How has the Korean economy done this year?

In numbers, it has fared well. It actually has done better than expected. The economy is estimated to have grown 2.8 percent year-on-year in 2013, bettering the 2 percent increase in 2012. The current account surplus is likely to hit a record high this year thanks to brisk exports. Consumer prices rose a mere 1.2 percent year-on-year, well within a stable range, while prompting some to warn of deflationary risk. On data alone, South Korea has managed to hoist up its economy and stash a massive surplus in the international account while keeping consumer prices stable.

Despite positive signs in the economic data, however, the lives of ordinary people and businesses have hardly picked up. The economy has grown and inflation is low, but people do not have enough to spend. First of all, the growth is illusionary. This year’s expansion is against last year’s meager growth. Growth has been led by exports as domestic demand remains suppressed. This is why there has been no improvement in individual income. Household income in real terms edged up 0.3 percent year-on-year in the first quarter, 1.3 percent in the second and 1.6 percent in the third, hovering below the gross domestic product increases of 1.5 percent, 2.5 percent and 3.3 percent in the same quarters.

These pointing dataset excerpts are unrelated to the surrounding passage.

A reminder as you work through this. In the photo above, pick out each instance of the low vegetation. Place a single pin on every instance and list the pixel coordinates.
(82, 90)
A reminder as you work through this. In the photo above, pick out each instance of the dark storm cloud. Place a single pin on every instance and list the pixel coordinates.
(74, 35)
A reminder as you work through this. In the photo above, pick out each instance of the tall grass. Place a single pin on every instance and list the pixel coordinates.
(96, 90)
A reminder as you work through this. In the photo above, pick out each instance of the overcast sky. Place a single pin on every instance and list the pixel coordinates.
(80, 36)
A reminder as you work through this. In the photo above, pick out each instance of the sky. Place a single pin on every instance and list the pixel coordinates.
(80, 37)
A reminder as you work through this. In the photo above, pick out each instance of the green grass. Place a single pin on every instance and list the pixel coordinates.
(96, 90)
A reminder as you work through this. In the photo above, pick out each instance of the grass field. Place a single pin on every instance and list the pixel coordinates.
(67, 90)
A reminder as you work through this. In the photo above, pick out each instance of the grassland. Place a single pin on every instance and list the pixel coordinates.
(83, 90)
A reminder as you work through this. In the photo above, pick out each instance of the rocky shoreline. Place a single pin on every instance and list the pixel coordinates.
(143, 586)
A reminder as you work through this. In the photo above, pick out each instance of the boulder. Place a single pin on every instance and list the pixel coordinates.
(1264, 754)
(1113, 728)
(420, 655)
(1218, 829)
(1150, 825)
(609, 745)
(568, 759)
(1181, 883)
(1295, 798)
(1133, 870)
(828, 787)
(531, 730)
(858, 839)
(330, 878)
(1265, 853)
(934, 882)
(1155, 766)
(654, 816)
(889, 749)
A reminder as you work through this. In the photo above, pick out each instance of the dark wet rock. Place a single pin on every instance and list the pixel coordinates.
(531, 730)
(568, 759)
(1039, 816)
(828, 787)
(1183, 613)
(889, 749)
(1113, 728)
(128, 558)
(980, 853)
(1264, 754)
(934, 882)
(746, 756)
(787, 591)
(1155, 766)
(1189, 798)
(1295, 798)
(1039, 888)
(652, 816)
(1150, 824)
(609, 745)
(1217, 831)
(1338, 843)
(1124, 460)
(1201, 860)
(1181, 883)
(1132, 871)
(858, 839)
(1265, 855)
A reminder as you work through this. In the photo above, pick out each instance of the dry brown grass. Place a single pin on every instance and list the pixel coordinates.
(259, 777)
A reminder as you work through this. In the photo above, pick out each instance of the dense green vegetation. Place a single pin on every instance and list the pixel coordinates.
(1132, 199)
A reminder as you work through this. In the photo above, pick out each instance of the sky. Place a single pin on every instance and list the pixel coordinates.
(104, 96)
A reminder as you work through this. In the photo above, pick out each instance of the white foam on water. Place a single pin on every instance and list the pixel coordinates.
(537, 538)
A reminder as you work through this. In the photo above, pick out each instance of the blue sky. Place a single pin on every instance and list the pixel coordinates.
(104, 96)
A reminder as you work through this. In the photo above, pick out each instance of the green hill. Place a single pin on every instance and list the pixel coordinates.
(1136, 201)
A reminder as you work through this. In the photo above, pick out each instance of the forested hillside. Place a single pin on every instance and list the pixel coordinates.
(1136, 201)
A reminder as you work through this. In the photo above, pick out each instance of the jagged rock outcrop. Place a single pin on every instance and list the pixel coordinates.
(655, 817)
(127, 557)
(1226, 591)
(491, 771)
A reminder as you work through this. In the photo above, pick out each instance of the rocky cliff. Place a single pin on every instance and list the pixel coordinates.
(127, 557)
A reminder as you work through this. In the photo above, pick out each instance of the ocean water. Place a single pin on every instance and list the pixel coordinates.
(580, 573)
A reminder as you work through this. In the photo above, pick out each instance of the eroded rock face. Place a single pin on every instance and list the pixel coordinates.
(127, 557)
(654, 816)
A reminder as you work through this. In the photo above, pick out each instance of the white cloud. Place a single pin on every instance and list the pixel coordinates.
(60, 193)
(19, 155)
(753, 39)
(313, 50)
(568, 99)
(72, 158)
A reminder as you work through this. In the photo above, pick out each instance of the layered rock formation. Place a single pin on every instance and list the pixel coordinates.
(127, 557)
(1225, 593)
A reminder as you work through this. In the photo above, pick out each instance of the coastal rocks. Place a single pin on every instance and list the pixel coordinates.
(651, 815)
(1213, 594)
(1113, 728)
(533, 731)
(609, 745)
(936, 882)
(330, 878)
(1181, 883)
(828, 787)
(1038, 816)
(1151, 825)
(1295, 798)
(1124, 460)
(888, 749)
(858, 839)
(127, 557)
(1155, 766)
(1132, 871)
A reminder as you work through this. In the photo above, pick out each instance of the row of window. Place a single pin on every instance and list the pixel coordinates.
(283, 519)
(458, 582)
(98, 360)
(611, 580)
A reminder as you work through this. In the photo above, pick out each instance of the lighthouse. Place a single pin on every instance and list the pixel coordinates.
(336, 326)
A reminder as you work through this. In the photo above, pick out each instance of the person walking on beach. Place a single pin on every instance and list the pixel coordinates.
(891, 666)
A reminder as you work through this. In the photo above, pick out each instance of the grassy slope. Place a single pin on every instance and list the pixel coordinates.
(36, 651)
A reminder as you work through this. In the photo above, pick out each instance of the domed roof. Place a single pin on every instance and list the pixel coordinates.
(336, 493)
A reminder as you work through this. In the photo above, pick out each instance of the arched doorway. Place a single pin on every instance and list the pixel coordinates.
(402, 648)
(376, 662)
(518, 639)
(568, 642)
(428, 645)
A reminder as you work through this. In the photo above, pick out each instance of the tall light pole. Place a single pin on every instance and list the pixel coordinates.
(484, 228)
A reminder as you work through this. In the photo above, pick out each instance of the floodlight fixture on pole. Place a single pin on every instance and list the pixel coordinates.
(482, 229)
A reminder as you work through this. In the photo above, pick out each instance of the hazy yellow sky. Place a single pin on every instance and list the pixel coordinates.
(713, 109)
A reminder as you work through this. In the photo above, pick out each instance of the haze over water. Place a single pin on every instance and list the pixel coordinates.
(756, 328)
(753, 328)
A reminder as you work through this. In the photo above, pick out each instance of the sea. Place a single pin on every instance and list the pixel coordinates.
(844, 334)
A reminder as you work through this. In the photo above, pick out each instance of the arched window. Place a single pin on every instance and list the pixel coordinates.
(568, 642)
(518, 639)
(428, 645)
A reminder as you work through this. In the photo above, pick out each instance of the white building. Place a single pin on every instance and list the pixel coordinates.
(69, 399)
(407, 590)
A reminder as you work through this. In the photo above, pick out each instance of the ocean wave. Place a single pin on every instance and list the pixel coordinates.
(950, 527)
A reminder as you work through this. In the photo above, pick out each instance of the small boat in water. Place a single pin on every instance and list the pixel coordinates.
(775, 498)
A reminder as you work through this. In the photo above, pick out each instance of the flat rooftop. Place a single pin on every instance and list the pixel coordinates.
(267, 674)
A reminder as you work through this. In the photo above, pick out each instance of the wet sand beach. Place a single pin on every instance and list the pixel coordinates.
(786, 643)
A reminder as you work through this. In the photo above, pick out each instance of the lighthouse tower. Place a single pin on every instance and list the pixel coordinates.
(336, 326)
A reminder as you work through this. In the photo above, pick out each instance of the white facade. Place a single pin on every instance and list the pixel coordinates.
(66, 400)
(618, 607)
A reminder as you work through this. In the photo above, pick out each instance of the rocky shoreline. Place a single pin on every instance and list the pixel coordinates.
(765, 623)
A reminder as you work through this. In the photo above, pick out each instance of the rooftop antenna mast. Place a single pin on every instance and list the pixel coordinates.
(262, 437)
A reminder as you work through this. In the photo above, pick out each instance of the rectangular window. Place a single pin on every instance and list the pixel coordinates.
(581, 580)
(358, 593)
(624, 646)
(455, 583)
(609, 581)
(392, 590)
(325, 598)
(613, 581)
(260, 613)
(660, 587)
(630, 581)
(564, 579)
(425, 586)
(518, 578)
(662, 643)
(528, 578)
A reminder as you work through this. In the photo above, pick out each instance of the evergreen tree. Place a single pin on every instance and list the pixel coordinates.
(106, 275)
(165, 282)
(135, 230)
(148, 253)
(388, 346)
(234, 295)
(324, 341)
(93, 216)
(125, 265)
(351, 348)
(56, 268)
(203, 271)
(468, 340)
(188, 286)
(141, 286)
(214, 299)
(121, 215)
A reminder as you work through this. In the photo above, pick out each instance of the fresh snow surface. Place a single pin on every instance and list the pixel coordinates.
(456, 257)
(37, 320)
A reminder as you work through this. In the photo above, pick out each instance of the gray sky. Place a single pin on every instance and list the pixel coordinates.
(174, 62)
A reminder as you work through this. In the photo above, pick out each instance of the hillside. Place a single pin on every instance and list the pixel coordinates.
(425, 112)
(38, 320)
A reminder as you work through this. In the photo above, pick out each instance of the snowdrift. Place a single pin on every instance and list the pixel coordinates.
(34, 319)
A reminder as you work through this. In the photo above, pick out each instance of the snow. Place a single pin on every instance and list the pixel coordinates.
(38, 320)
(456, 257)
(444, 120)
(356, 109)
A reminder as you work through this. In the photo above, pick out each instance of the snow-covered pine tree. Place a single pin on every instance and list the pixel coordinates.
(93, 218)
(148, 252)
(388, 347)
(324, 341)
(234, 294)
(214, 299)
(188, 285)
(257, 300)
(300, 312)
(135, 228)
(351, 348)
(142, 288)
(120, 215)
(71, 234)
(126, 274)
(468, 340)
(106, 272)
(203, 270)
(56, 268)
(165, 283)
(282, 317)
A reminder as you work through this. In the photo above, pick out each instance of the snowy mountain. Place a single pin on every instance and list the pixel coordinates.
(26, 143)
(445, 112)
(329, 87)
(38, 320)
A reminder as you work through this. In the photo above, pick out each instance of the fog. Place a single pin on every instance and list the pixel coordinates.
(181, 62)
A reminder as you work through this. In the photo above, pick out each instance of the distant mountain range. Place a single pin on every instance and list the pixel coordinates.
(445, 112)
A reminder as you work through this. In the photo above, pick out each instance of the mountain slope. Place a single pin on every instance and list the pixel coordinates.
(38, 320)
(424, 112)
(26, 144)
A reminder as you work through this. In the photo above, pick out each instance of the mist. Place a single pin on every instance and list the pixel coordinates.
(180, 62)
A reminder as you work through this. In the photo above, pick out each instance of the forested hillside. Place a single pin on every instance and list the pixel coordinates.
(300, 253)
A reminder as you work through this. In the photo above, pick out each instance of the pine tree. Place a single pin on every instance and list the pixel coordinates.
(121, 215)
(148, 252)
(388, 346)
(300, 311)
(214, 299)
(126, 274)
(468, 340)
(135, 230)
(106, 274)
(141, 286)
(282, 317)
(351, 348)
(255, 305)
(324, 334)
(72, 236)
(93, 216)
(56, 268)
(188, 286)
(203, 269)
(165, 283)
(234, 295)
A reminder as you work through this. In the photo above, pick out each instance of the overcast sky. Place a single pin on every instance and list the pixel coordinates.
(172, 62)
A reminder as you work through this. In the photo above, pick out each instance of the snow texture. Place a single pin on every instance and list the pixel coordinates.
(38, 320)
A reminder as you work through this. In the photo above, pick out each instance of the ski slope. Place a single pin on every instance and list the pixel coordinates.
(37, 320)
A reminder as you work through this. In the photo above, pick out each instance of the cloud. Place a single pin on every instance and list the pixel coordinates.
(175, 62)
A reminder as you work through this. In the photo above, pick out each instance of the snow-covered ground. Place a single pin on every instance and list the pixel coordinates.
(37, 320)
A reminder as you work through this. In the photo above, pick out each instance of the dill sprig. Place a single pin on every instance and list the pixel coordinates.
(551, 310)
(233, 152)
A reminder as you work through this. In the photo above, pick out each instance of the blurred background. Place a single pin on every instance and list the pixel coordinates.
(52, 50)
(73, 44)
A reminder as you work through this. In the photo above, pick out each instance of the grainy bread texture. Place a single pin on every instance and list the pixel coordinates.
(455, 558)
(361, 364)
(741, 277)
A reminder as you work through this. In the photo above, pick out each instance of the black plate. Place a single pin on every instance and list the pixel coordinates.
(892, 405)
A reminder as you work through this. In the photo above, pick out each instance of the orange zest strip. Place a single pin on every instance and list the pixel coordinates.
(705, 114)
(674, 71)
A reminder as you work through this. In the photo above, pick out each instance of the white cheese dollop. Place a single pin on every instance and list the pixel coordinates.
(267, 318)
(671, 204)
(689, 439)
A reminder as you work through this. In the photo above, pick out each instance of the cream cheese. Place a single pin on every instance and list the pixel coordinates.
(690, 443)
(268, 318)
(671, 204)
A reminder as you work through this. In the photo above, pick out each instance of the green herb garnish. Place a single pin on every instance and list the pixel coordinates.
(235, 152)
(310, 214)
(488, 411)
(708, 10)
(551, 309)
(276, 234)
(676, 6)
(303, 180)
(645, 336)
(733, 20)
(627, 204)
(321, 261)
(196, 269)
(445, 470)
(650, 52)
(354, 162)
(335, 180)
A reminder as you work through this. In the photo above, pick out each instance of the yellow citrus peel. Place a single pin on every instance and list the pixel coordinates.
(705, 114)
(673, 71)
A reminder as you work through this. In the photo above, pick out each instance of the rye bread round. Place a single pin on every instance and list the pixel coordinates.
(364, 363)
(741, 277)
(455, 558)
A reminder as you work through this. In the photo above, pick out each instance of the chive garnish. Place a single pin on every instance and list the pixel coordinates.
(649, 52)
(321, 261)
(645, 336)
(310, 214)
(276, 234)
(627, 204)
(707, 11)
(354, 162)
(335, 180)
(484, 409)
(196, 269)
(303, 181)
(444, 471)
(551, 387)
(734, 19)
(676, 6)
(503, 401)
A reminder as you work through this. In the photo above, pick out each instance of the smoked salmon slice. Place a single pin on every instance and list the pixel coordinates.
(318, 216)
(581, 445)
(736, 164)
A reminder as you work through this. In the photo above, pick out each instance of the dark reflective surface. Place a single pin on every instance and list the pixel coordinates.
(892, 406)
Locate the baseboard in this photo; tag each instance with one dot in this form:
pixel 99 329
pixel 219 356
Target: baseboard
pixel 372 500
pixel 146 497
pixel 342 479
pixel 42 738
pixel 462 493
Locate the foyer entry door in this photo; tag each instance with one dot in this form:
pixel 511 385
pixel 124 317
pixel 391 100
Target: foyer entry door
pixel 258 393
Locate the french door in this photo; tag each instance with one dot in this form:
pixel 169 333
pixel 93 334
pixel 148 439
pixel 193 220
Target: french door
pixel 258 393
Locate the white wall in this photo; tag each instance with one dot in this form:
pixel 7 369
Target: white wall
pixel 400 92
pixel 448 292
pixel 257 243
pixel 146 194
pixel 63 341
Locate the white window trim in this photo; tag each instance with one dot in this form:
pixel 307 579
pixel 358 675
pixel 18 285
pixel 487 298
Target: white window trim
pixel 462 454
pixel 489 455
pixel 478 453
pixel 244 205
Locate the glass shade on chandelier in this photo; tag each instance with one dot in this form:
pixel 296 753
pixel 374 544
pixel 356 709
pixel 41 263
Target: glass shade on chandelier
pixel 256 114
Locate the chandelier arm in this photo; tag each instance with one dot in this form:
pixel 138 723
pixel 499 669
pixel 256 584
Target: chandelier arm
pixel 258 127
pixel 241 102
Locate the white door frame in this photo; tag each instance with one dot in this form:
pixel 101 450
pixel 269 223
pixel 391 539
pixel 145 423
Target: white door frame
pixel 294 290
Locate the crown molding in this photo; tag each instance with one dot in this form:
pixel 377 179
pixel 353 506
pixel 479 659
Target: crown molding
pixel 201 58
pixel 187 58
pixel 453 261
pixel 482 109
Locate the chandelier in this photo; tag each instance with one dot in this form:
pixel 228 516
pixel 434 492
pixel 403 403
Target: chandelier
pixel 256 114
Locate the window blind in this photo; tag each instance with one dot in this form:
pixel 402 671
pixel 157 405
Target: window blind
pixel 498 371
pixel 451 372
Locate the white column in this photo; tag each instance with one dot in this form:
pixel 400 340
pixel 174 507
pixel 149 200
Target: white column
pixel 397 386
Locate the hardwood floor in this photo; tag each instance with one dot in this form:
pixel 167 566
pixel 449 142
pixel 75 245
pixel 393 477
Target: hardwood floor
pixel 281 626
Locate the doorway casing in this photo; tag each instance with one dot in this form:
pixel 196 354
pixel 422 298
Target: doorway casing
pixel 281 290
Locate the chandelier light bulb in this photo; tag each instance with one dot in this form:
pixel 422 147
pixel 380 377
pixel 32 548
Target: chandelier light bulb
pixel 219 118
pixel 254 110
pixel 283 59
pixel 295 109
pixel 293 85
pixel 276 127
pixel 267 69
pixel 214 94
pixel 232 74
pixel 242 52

GDP figures do not necessarily translate into real recovery, and since personal income lagged behind overall economic growth, it is not surprising that people cannot feel that the economy has gotten better.

The truth behind the numbers tells a gloomier story. Both household and government debt are snowballing. President Park Geun-hye has declared a new economic target of 70 percent overall employment, but at the current snail’s pace in hiring and recovery, that goal is slipping further and further away. People are stumbling under heavy debt and looking for jobs that cannot be found. Tax revenue is falling, worsening the government’s fiscal state. The real estate market - that could add some traction to a recovery in domestic demand and ease consumer debt - is sinking further and further. These reasons are why it has felt like an economic winter all throughout the year.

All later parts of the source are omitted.